トップページ]>[歴史のページ]>[「三種の神器」の心]

桓武天皇の生母問題10

[付録2:〈八咫烏〉は〈三足烏〉か否かについての文献調査(1)]
(これは朝鮮問題ではありませんが、サッカーがらみで関係していますし、ちょっと奇妙な古代史問題でもありますので、オマケとして書いておきます。なお拳拳服膺さんの掲示板に出したものの一部修正です)

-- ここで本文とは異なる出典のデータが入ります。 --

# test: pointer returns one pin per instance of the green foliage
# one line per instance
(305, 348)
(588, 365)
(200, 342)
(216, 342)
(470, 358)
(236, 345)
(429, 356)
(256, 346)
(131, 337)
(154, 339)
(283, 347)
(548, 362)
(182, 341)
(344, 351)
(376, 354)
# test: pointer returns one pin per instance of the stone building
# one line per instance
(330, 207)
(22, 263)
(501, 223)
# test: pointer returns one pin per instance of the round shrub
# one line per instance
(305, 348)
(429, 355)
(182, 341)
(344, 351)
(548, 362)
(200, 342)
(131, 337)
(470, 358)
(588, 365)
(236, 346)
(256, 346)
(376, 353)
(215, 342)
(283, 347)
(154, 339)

▼サッカーのシンボルマークの話題から、〈八咫烏〉と〈三足烏〉の関係について興味を持ちまして、同人誌に何回かにわたって、かなり長いエッセイを書きました。
 いろいろと調査してみたのですが、『〈八咫烏〉=〈三足烏〉』とする学術論文には行き当たりませんでした。
 アマチュアの方のご意見はたくさんあるのですが、学問的なレベルの高い資料は見つからなかったのです。
 以下は、私の現在の知識を短く整理してみたものです。
 もし『〈八咫烏〉=〈三足烏〉』についての学術論文がありましたら、ご教示ください。
(おそらく、鎌倉時代以降なら有ると思うのです)

▼日本サッカー協会のシンボルマークは〈三足烏〉ですが、その説明は、
「シナ伝説の太陽の中に棲む三本の脚を持ったカラス」
 ――となっています。

▼一部保守派の抗議
 これに対して、そのシンボルマークは日本神話の〈八咫烏〉なのに、日本神話の説明が無いのはけしからん――と、一部保守派の人たちが抗議していました。
 サッカー協会では、何の返事もしなかったようです。

▼オロモルフの疑問
 オロモルフはこの件につきまして、二つの疑問を持ちました。

(1)日本サッカー協会への疑問
「なぜ日本の協会なのに、わざわざシナの伝説の烏などを持ってきたのか?」

(2)抗議する保守派への疑問
「その抗議は『〈八咫烏〉=〈三足烏〉』を前提としているが、ほんとうにそうなのか?」

▼上記(2)についてのオロモルフの推理

『古事記』を読んでも『日本書紀』を読んでも、
『〈八咫烏〉=〈三足烏〉』
 ――とは書いてありませんから、保守派の抗議に疑問を持ち、あれこれ調べてみました。
 その結果としまして、すくなくとも古代においては、
『〈八咫烏〉≠〈三足烏〉』
 ――という推理をいたしました。
 なぜそのような推理をしたかといいますと、次のような六種の文献があるからです。

▼文献1(日本最古の史書類)
『古事記(712年)』
『日本書紀(720年)』
『先代旧事本紀(平安初期)』

 有名な話ですが、これらの中に、

「神武天皇が熊野で道に迷ったとき、天照大神や高木大神が〈八咫烏〉を派遣して道案内をさせます。その結果、神武一行は無事に宇陀(奈良県宇陀郡)に到着します。そのあとの闘いでも、〈八咫烏〉は天皇の指示によって活躍します。それを愛でて東征が完了したとき、天皇は〈八咫烏〉に恩賞を与えます。そしてその子孫が賀茂県主一族(京都の賀茂神社)になりました」

 ――とあります。
『日本書紀』がもっとも詳しいのですが、他の二書にも矛盾した記述はありません。

 ここで気づくのは、以下の点です。

[1]三本足の件
 これら日本最古の史書には、〈八咫烏〉が三本足であったという記述はまったくありません。もしそういう口伝が奈良時代より前からあったとしたら、それは大きな特徴ですから、かならず書いたと思います。書かれていないのは、そのような口伝が無かったということでしょう。
(太陽の中に棲むというシナ伝説の〈三足烏〉そのものは、玉蟲厨子にも(月の中らしい?)描かれていますし、古墳の壁画にもあるそうですから、かなり古くから知られていた筈です。ですから〈八咫烏〉が〈三足烏〉という伝承が古代からあれば、かならず『記紀』にそう書いたと思うのです)

[2]神秘性
 上のどの史書にも、〈八咫烏〉は神武天皇の命令によって動く配下として書かれています。もし〈三足烏〉だったとしたら、太陽に棲むのですから、天皇より上位として(神武天皇を助けた金鵄や神剣布都御魂のように)もっと神秘的に書かれる筈だと思いますが、そういう事はありません。戦争が終わったあと、天皇が〈八咫烏〉に恩賞を授けているのです。これは当然、天皇の部下としての扱いです。

[3]人間であること
 賀茂県主という豪族の先祖と記されていますが、いくら古代人でも執筆者は学者ですから、烏から人が生まれると信じていた筈はありません。ですからこれは、あくまでも、豪族の先祖集団の活躍を神話的に表現したものと思われます。